Geração, é claro, não é um termo novo na sociologia. Ele foi conceituado de várias maneiras e
existem vários quadros analíticos para estudar questões geracionais. O mais conhecido deles é
provavelmente o estudo cultural das gerações históricas, introduzido na sociologia por Karl
Mannheim no final da década de 1920 e desfrutando de um renascimento desde o início da
década de 1990 (e.g., Pilcher, 1994, 1995; Becker, 1997; Corsten, 1999; Edmunds e Turner,
2002).

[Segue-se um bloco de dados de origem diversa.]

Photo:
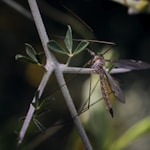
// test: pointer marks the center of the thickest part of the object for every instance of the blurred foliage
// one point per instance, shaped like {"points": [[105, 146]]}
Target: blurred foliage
{"points": [[110, 22], [135, 7]]}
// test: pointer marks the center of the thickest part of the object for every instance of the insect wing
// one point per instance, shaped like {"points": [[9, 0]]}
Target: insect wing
{"points": [[131, 64], [115, 88]]}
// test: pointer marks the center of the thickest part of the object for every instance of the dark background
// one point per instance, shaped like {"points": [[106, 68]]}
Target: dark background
{"points": [[18, 81]]}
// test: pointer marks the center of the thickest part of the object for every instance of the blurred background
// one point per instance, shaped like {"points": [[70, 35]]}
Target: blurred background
{"points": [[110, 21]]}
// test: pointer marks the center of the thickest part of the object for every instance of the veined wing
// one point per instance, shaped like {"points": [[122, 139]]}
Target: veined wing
{"points": [[115, 88], [131, 64]]}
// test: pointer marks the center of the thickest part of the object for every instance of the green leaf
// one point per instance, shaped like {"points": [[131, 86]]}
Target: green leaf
{"points": [[54, 46], [40, 57], [25, 59], [31, 52], [39, 125], [136, 131], [80, 47], [68, 39]]}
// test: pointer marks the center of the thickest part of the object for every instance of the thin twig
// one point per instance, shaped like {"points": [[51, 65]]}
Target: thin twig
{"points": [[18, 8], [52, 63]]}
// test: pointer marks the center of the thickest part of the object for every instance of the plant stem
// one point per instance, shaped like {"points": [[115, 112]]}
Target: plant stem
{"points": [[51, 63]]}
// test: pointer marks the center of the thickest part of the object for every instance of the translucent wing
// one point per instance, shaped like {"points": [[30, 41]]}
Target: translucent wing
{"points": [[131, 64], [115, 88]]}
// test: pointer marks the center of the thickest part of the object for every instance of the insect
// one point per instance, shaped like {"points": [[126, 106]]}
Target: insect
{"points": [[98, 63]]}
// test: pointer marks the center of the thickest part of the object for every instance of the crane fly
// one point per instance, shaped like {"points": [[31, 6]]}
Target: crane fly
{"points": [[98, 64]]}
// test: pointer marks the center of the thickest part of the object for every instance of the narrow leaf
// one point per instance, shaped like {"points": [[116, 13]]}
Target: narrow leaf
{"points": [[38, 125], [80, 47], [31, 52], [68, 39], [54, 46]]}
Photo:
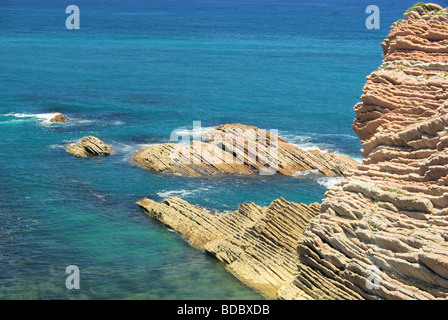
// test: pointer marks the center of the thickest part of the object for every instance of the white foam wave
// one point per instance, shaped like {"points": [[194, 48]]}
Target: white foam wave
{"points": [[129, 150], [180, 193], [45, 117], [306, 173], [328, 181]]}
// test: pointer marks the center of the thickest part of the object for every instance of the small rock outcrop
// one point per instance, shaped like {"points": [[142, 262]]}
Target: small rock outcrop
{"points": [[239, 149], [59, 117], [89, 146]]}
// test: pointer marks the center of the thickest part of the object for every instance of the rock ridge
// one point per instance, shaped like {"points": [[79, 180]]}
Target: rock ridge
{"points": [[239, 149]]}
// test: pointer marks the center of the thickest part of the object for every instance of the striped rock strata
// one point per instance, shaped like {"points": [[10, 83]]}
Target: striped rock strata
{"points": [[89, 146], [239, 149], [258, 244], [383, 231]]}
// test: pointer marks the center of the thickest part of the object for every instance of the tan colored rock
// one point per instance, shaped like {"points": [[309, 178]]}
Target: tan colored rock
{"points": [[391, 214], [239, 149], [258, 244], [89, 146], [59, 117]]}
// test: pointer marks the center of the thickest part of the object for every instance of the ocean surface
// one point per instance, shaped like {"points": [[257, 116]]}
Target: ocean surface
{"points": [[134, 72]]}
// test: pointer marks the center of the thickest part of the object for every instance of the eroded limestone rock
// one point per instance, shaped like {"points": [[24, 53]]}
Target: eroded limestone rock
{"points": [[89, 146]]}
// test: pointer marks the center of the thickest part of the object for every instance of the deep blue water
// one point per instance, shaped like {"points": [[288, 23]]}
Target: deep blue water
{"points": [[134, 72]]}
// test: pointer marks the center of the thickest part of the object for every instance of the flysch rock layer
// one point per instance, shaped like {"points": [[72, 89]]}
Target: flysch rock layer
{"points": [[258, 244], [239, 149], [383, 231], [59, 118], [89, 146]]}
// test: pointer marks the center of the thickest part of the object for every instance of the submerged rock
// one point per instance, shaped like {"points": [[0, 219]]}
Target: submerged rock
{"points": [[89, 146], [239, 149], [59, 117]]}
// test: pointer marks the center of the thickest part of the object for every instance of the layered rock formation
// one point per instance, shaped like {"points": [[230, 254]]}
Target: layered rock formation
{"points": [[89, 146], [239, 149], [388, 221], [59, 117], [258, 244], [382, 233]]}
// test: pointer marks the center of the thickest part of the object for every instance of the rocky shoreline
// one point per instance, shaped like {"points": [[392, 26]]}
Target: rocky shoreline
{"points": [[382, 233], [239, 149]]}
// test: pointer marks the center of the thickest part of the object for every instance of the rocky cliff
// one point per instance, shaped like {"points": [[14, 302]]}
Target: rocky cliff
{"points": [[382, 233], [239, 149], [258, 244], [391, 214]]}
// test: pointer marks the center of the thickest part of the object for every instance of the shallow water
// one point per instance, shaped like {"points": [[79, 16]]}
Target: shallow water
{"points": [[133, 73]]}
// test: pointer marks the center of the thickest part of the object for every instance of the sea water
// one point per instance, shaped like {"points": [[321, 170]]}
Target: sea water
{"points": [[134, 72]]}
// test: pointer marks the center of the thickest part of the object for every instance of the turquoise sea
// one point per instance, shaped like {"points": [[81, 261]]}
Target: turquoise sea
{"points": [[134, 72]]}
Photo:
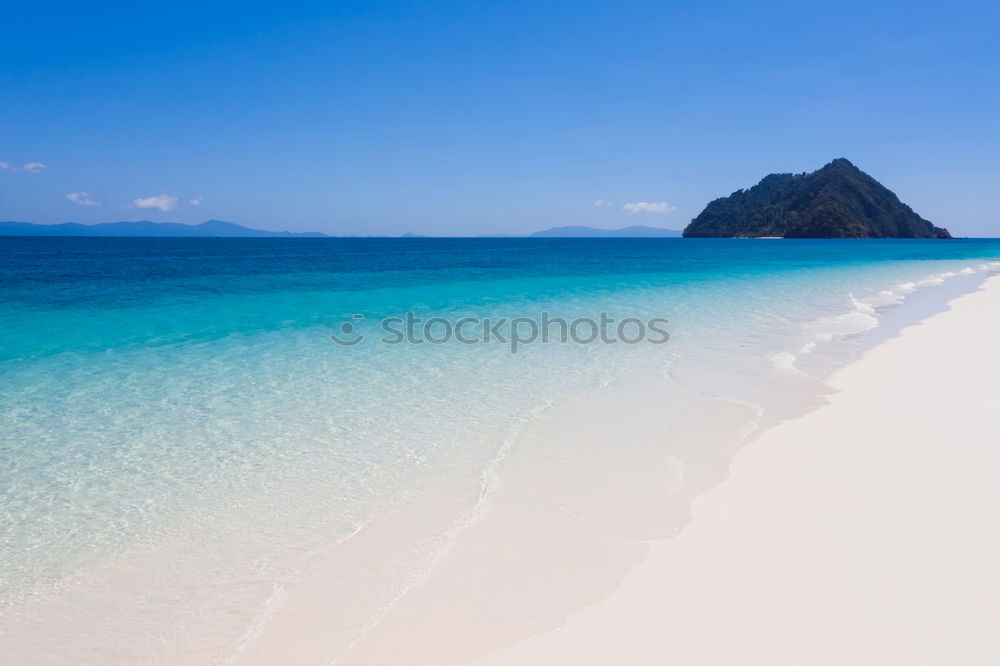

O termo também aparece em estudos de categorização de idade, onde tende a ser usado
como sinônimo de 'faixa etária' ou 'coorte'. Há também uma ampla gama de estudos que focam
na mudança nas relações intergeracionais, estes foram particularmente promovidos na década
de 1950, muitas vezes com implicações funcionalistas com foco em relações problemáticas entre
a 'geração jovem' e suas gerações de pais (e.g., Eisenstadt, 1956). Mais recentemente, o foco foi
estendido para abranger uma gama mais ampla de relacionamentos intergeracionais, incluindo
relações multigeracionais (e.g., Liebau e Wulf, 1996; Arber, 2000).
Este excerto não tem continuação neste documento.